Looking at the overall numbers of the nuns in the province of Quebec in Canada, we can monitor decline in the numbers of the faithful women in the monasteries decline over decades from its height.
The history, apparently, runs back about 400 years ago in the history of Quebec. But now, the most devout women in the Roman Catholic world are beginning to decline in numbers and age – as a reflection of religion in general in North America – and wither into the dark. The number of Roman Catholic nuns in Quebec province of Canada, in total or raw numbers, touched a high of 47,000 in 1961. Now, the number has decreased to fewer than 6,000 with the mean age above 80. This portends poorly for the Christian faith’s largest sect or tradition in Quebec.
It amounts to an augury for the future of Canada with respect to much religious faith. Something akin to a hollowing out of the faiths; if not in raw numbers, then in the seriousness with which individual believers take their religious faith.
I feel for the sisters in the loss of long-term culture. Not fun for anyone to lose a sense of place and purpose. However, other issues may dwarf this as the sexual misconduct claims continue to pour out of the religious institutions and organizations throughout the country and the world. By implication, many more remain unreported.
The continued decline of the faithful has not been helped by the continual deluge of sexual abuse case settlements. One, recently, amounted to tens of millions of dollars. One nun stopped attendance at a regular confession because of a priest forcing himself on her. The rape happened when she was “recounting her sins to him in a university classroom nearly 20 years ago.” Apparently, this sister was silenced due to the vows of obedience to the hierarchs of the Roman Catholic Church and its attendant orthodoxy in addition to the shame and guilt coming from the rape.
By the reportage, she appeared to remain stuck in one of the first stages of trauma: denial. Ignore it, it did not happen, then everything will be better.
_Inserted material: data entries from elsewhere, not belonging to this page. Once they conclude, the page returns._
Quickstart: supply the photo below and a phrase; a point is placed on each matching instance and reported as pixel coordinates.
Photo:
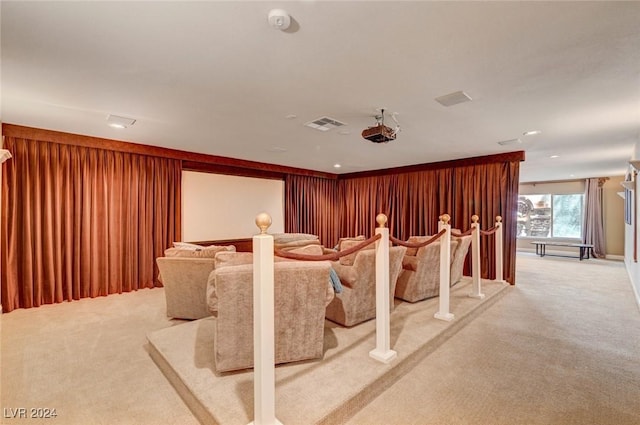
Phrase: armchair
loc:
(420, 277)
(357, 301)
(458, 257)
(302, 291)
(184, 271)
It will go away.
Now, more have begun to come forward to tell their own narratives of abuse and secrecy from within the Roman Catholic Church, where the abusers are bishops and priests.
The cases continue to emerge not in isolated incidents, countries, or even regions; they exist in Africa, Asia, Europe, and South America. The queries may emerge, as they do for me, about the hierarchical structure itself.
The unquestioned power of men who hold the levers, whether in traditional-conservative structures seen in much of the Roman Catholic Church or in liberal-progressive institutions observed in much of the culture of Hollywood.
In terms of sexual violence, the core perpetrators tend to be men in both institutions; women tend to be the main victims. Within the increasing prominence of the anti-sexual violence and justice movements in social media and elsewhere, the church is having a moment and nuns account for a portion of it.
The sexual violence perpetrated, for example, by the Vatican in the 1990s in Africa was not dealt with or handled – euphemisms in both cases – sufficiently, or at all. One of the most prominent individuals who has been charged with sexual misconduct is the sexual abuse and harassment of seminarians by the American Cardinal Theodore McCarrick.
A leading expert of the church sexual abuse and abuse of power history, Karlijn Demasure, stated, “I am so sad that it took so long for this to come into the open, because there were reports long ago… I hope that now actions will be taken to take care of the victims and put an end to this kind of abuse.”
Demasure continued, “They (the priests) can always say ‘she wanted it’… It is also difficult to get rid of the opinion that it is always the woman who seduces the man, and not vice versa.”
The references provide rather extensive coverage on the issues of both a decline in the number of Quebecois nuns, so provincial, and then the sexual abuse #MeToo moment, so international.